Stages Three and Four of the disease are a progression of degeneration to the midbrain, especially the substantia nigra, where loss of dopamine cells has been linked to the motor symptoms of Parkinson’s (Sung et al). However, dopamine loss also influences non-motor symptoms to some extent as well. Dopamine plays a role in modulating the sleep-wake cycle and controls limb movement and REM sleep atonia in sleep disorders of patients with Parkinson’s. Although dopamine and non-dopamine producing nuclei influence the non-motor symptoms of Parkinson’s Disease, these nuclei have complex interconnections and are linked to higher cortical regulation (Sung et al). In the final stages of Parkinson’s Disease (Stages Five and Six) there is progression to the limbic structures and cortex. The presence of Lewy bodies is a primary cause of the cognitive dysfunction associated with the disease. Decreased activity of choline acetyltransferase – the synthetic enzyme responsible for acetylcholine production – also contributes to cognitive dysfunction (Sung et al). Mood disorders and psychosis are also a result of the spread to the limbic system.

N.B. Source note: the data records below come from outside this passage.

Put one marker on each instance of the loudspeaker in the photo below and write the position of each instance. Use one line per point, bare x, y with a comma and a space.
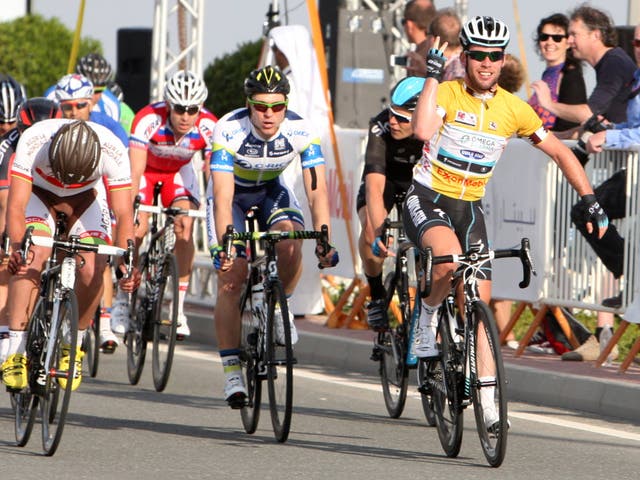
357, 46
625, 39
134, 65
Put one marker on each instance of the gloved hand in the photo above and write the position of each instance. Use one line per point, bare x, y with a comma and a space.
595, 215
435, 64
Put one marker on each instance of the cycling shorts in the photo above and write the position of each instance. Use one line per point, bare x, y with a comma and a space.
277, 203
425, 209
180, 185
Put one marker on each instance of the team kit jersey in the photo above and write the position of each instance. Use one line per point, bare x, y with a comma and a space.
459, 159
168, 157
237, 148
32, 164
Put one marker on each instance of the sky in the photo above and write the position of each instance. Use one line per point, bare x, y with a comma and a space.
231, 23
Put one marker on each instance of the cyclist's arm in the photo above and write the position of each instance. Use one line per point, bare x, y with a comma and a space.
374, 185
315, 185
223, 192
426, 119
138, 157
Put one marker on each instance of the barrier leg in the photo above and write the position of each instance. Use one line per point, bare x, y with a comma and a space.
566, 328
537, 320
520, 308
635, 349
615, 338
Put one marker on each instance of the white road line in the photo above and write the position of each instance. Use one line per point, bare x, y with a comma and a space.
549, 419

The pathology of Parkinson’s Disease is far more extensive than the nigrostriatal dopamine pathways. The non-motor symptoms of the disease occur as a result of underlying Lewy pathogenesis at olfactory bulb, enteric nerves, and the lower brainstem before invading the substantia nigra (Honglei et al). The symptoms of the disease are the more commonly known and seen motor symptoms, but many non-motor symptoms occur as well that are not always seen and are often ignored. Not only do non-motor symptoms affect the persons quality of life, but they decrease life expectancy and prolong the duration of hospitalization. The severity of non-motor symptoms is directly associated with the severity and duration of the disease (Liu et al). These non-motor symptoms greatly impact the quality of life for the people affected by the disease. Early recognition of these symptoms can help with the diagnosis and treatment of Parkinson’s Disease and may, one day, help to prevent the disease in at-risk patients (Adler et al).